One year of hormone replacement therapy may be able to prevent development of depressive symptoms in women who are in the menopause transition, a study published online in JAMA Psychiatry has shown.
The double-blind, randomised controlled trial, conducted by University of North Carolina (UNC) School of Medicine found certain women would be more likely to experience the greatest mood benefit of hormone replacement therapy during the menopause transition, which are women early in the transition and women with a greater number of recent stressful life events.
Women are two to four times more likely to develop clinically significant depressive symptoms during the menopause transition, according to the study.
“We know that midlife for women, particularly in the transition to menopause, is a time of substantial elevations in risk for depression,” said Professor Susan Girdler, who helped lead the research.
“During the menopause transition, our risk for depression actually increases two to four times. And that’s true even for women who haven’t had a history of depression early in life.”
The participants were randomly selected and put into two separate groups. Over the course of a year, one group received transdermal estradiol on a daily basis, the other a placebo.
The study found more than 30 percent of the placebo group developed clinically significant depression. However, only 17 percent of women who received estradiol developed the same depression symptoms.
Other research published by The University of Illinois (UI) in the journal Sleep Medicine suggests addressing menopausal symptoms of hot flushes and depression may also address sleep disruptions.
The UI study also gives women hope that their sleep symptoms may not last past the menopausal transition, said Professor Rebecca Smith, from the Pathobiology Department at the University of Illinois. Professor Smith conducted the study with Professors Jodi Flaws and Megan Mahoney.
“Poor sleep is one of the major issues that menopausal women seek treatment for from their doctors,” Professor Mahoney said.
“It’s a huge health care burden, and it’s a huge burden on the women’s quality of life. Investigating what’s underlying this is very important.”
The study used data from the Midlife Women’s Health Study, which followed 776 women aged 45-54 in the greater Baltimore area for up to seven years.
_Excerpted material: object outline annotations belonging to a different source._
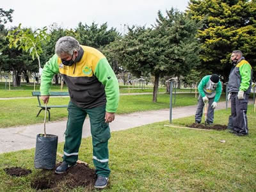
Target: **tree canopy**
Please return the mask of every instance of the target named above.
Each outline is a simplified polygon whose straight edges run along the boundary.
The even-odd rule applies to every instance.
[[[200,68],[227,81],[234,50],[241,50],[251,64],[256,61],[255,1],[191,0],[187,13],[199,22]]]

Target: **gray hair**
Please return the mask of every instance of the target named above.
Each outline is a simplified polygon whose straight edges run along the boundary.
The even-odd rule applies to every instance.
[[[55,52],[58,56],[62,54],[72,55],[74,51],[80,49],[80,44],[78,41],[72,36],[65,36],[57,41],[55,45]]]
[[[239,56],[240,56],[240,57],[242,57],[243,56],[243,52],[242,52],[242,51],[241,51],[240,50],[236,50],[236,51],[234,51],[233,52],[232,52],[232,53],[234,53],[234,54],[236,54],[236,55],[239,55]]]

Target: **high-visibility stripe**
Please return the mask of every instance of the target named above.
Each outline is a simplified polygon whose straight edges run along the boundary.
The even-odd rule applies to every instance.
[[[245,132],[246,133],[247,133],[248,132],[248,131],[247,131],[247,129],[246,129],[246,118],[245,118],[245,111],[244,110],[243,110],[243,116],[244,116],[244,129],[245,129]]]
[[[98,158],[97,158],[95,156],[93,156],[93,159],[95,159],[100,163],[106,163],[108,161],[108,159],[99,159]]]
[[[72,153],[72,154],[68,154],[64,152],[64,155],[66,156],[78,156],[78,152],[77,153]]]

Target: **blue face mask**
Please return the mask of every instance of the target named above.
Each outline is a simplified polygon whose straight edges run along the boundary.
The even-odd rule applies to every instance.
[[[66,66],[72,65],[74,64],[74,63],[75,63],[75,61],[72,60],[73,56],[74,56],[74,52],[73,52],[73,54],[72,54],[72,56],[70,60],[61,60],[62,64],[63,64],[64,65],[66,65]]]

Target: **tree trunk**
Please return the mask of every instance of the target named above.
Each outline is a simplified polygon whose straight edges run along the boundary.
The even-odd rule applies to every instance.
[[[177,88],[179,90],[180,89],[180,79],[179,77],[178,77],[178,86]]]
[[[154,83],[154,91],[153,91],[153,102],[156,102],[157,101],[157,91],[158,84],[159,83],[159,75],[156,74],[155,76],[155,81]]]
[[[20,86],[20,76],[19,71],[17,70],[13,70],[12,78],[13,87]]]
[[[28,76],[28,70],[25,70],[23,71],[23,74],[25,77],[25,81],[27,83],[29,83],[29,77]]]
[[[166,82],[166,93],[170,94],[170,81]]]

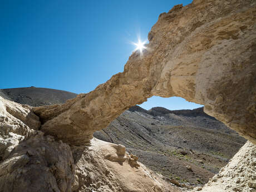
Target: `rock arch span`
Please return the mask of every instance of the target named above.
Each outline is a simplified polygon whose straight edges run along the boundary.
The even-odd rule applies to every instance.
[[[41,130],[72,145],[89,142],[125,110],[153,95],[204,111],[256,144],[256,3],[195,0],[160,15],[143,57],[63,105],[34,107]]]

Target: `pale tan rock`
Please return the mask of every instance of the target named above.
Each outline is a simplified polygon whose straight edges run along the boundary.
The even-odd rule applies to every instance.
[[[72,146],[76,162],[76,184],[74,191],[91,192],[179,192],[143,164],[135,167],[130,158],[137,159],[125,152],[125,160],[119,161],[106,158],[106,154],[117,158],[118,145],[93,138],[90,146]]]
[[[148,50],[123,72],[63,105],[33,108],[42,130],[79,145],[147,98],[175,96],[256,144],[255,11],[254,0],[198,0],[161,14]]]

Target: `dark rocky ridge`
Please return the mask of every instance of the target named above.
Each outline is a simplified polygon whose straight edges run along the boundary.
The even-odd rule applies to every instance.
[[[77,94],[46,88],[22,87],[1,90],[6,98],[17,103],[37,107],[46,105],[63,104]]]
[[[33,106],[63,103],[77,95],[33,87],[1,91],[7,99]],[[245,142],[203,107],[147,111],[135,106],[93,135],[125,145],[151,169],[187,185],[207,182]]]

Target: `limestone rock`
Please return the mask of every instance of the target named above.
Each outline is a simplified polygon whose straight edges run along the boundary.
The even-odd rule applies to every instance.
[[[256,4],[195,0],[160,15],[124,71],[63,105],[33,108],[42,130],[80,145],[153,95],[178,96],[256,144]]]
[[[117,156],[116,149],[120,146],[95,138],[90,146],[72,146],[76,164],[73,191],[180,191],[137,162],[135,156],[125,151]],[[112,158],[106,158],[106,154]],[[139,166],[131,164],[131,159]]]
[[[249,141],[203,188],[202,192],[255,191],[256,145]],[[194,189],[196,190],[196,189]]]

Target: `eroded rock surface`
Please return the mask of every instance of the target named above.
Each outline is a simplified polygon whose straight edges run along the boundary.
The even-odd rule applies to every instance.
[[[1,97],[0,115],[1,192],[179,191],[122,145],[71,147],[37,130],[29,106]]]
[[[180,191],[135,160],[124,146],[95,138],[91,144],[72,147],[77,161],[75,191]]]
[[[255,173],[256,146],[247,141],[201,191],[256,191]]]
[[[34,108],[42,130],[79,145],[147,98],[176,96],[256,144],[255,12],[254,0],[195,0],[161,14],[147,50],[123,72],[65,104]]]

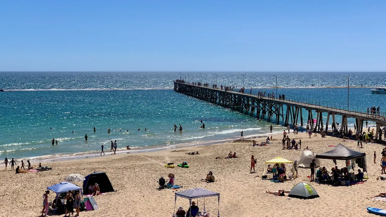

The study found no correlation between the likelihood of reporting poor sleep before menopause, during menopause and after menopause. Meaning, for many women in the study, their reported sleep problems changed as they transitioned to different stages of menopause. For example, women who had insomnia during menopause were not more likely to have insomnia after menopause.
“That’s a hopeful thing for women who feel like their sleep has gone downhill since they hit the menopause transition: It might not be bad forever,” Professor Smith said.
“Your sleep does change, but the change may not be permanent.”
The researchers found that hot flushes and depression were strongly correlated with poor sleep across all stages of menopause.
Those two risk factors vary in reported frequency across menopausal stages, which might help explain why poor sleep also varies across the stages, the researchers said.
Professor Smith believes that the study has shown sleep disturbances in menopause are part of a bigger picture that doctors should be looking at.
“It indicates that when dealing with sleep problems, physicians should be asking about other symptoms related to menopause, especially looking for signs of depression and asking about hot flushes,” Professor Smith said.